Neal Stephenson quotes
Windows 95 and MacOS are products, contrived by engineers in the service of specific companies. Unix, by contrast, is not so much a product as it is a painstakingly compiled oral history of the hacker subculture. It is our Gilgamesh epic.
Neal Stephenson
And I hadn't even told him the truth. Actually, the shit coming out of Basco's pipes was a hundred thousand times more concentrated than was legally allowed. ... That kind of thing goes on all the time. But no matter how many diplomas are tacked to your wall, give people a figure like that and they'll pass you off as a flake. You can't get most people to believe how wildly the eco-laws get broken, but if I say "More than twice the legal limit," they get comfortably outraged.
Stephenson quotes
Yul had simply launched himself at the guy from some distance away, and body-checked him at full speed, stopping on a dime in midair as he transferred all of his energy into the target.
"Conservation of momentum," he announced, "it's not just a good idea—it's the law!"
Stephenson Neal
The world has actually been wired together by digital communications systems for a century and a half. Nothing that has happened during that time compares in its impact to the first exchange of messages between Queen Victoria and President Buchanan in 1858. That was so impressive that a mob of celebrants poured into the streets of New York and set fire to City Hall.
Stephenson Neal quotes
Neither of us said a word as we picked our way down the path for the next quarter of an hour, and the sky receded to a deep violet. I had the illusion that, as it got darker, it moved away from us, expanding like a bubble, rushing away at a million light-years an hour, and as it whooshed past stars, we began to see them.
Neal Stephenson
"I can hardly believe we are talking about a possibility so inconceivable as that other universes exist—and that the Geometers originate there!"

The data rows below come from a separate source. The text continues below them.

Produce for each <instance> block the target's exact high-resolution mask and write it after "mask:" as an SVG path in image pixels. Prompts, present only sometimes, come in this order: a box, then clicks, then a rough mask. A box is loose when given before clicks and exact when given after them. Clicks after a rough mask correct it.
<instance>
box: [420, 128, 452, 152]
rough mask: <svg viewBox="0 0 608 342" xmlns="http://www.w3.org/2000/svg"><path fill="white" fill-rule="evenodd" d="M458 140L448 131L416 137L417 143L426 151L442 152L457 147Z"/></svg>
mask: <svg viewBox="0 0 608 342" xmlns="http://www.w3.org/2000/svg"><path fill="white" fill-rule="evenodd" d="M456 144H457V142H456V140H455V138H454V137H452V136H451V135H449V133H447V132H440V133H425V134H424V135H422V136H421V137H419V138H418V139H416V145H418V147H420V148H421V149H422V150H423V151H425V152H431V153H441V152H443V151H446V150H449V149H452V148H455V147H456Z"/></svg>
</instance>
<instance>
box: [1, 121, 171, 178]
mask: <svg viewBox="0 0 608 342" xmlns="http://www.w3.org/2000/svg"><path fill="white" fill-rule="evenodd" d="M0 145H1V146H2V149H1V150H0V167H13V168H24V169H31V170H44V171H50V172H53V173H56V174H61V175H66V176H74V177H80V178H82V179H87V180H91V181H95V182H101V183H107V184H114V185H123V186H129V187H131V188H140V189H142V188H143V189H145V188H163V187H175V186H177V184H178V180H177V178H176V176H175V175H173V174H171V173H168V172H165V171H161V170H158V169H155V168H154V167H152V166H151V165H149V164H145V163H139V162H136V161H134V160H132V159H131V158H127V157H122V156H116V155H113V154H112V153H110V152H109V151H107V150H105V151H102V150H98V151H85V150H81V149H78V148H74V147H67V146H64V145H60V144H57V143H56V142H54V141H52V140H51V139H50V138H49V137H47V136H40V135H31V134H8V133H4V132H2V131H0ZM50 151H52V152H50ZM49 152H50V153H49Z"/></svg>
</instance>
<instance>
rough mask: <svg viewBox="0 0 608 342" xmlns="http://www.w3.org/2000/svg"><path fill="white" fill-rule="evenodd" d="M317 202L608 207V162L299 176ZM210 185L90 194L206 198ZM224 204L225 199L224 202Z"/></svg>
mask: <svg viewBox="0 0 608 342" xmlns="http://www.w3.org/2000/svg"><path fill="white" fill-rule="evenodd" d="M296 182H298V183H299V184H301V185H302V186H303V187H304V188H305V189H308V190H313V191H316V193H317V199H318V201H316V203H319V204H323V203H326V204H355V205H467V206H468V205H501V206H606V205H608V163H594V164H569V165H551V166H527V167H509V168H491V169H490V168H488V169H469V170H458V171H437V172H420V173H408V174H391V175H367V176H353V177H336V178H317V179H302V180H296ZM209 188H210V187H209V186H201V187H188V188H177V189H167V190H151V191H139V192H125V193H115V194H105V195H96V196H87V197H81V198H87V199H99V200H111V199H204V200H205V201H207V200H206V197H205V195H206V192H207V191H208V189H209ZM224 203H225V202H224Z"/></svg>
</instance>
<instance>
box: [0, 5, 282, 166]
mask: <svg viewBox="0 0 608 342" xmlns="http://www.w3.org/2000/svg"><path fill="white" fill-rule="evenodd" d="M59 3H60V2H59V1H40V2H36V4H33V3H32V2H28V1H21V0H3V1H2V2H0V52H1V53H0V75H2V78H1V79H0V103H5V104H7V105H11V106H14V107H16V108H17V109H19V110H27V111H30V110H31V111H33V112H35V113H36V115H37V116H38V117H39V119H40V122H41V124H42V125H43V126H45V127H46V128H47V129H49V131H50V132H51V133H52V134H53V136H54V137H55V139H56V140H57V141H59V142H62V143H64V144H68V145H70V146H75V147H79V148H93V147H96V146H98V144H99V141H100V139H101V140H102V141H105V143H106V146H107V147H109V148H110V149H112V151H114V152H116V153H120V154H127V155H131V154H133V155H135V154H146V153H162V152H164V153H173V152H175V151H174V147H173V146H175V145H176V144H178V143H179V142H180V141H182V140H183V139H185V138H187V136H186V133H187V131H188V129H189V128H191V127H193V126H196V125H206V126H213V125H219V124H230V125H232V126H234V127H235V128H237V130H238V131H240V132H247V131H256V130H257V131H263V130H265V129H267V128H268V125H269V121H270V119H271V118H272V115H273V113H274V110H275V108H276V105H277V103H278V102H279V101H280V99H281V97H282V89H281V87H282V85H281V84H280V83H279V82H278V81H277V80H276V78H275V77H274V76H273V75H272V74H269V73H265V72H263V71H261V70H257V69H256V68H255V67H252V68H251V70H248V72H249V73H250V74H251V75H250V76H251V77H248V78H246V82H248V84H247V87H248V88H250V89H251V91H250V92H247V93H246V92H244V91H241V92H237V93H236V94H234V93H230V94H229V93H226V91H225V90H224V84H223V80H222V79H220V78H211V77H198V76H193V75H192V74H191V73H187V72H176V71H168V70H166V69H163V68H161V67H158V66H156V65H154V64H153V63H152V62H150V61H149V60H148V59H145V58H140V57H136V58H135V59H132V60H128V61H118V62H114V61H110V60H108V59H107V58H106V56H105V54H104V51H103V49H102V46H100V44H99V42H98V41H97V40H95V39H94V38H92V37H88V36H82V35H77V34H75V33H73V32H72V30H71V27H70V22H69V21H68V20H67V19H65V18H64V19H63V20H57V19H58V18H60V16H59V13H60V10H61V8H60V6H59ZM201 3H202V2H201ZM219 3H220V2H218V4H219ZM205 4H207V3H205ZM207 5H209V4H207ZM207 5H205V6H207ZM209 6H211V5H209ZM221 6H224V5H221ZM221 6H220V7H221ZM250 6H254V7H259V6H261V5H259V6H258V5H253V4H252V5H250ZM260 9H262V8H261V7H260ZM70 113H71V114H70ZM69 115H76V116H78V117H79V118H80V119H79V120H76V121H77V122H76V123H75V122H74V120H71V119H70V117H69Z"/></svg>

In this, Zh'vaern seemed to speak for the entire table.
Except for Jad. "The words fail. There is one universe, by the definition of universe. It is not the cosmos we see through our eyes and our telescopes—that is but a single Narrative, a thread winding through a Hemm space shared by many other Narratives besides ours. Each Narrative looks like a cosmos alone, to any consciousness that partakes of it. The Geometers came from other Narratives—until they came here, and joined ours."
Having dropped this bomb, Fraa Jad excused himself, and went to the toilet.
"What on earth is he going on about?" Fraa Lodoghir demanded. "It sounded like literary criticism!"
Neal Stephenson quotes
These changes in identity and location can easily become nested inside each other, many layers deep, even if you aren't doing anything nefarious. Once you have forgotten who and where you are, the whoami command is indispensible.
Neal Stephenson
Jim and his crew of a dozen or so specialize in loud, sloppy publicity seeking…. Myself, I like the stiletto-in-the-night approach. That's partly because I'm younger, a post-Sixties type, and partly because my thing is toxics, not nukes or mammals. … there are all kinds of direct, simple ways to go after toxic criminals.
You just plug the pipes.
Stephenson Neal
The “Meat” were there because of REAMDE, which had been present at background levels for several weeks now but that recently had pinballed through the elbow in its exponential growth curve and for about twelve hours had looked as though it might completely take over all computing power in the Universe, until its own size and rapid growth had caused it to run afoul of the sorts of real-world friction that always befell seemingly exponential phenomena and bent those hockey-stick graphs over into lazy S plots.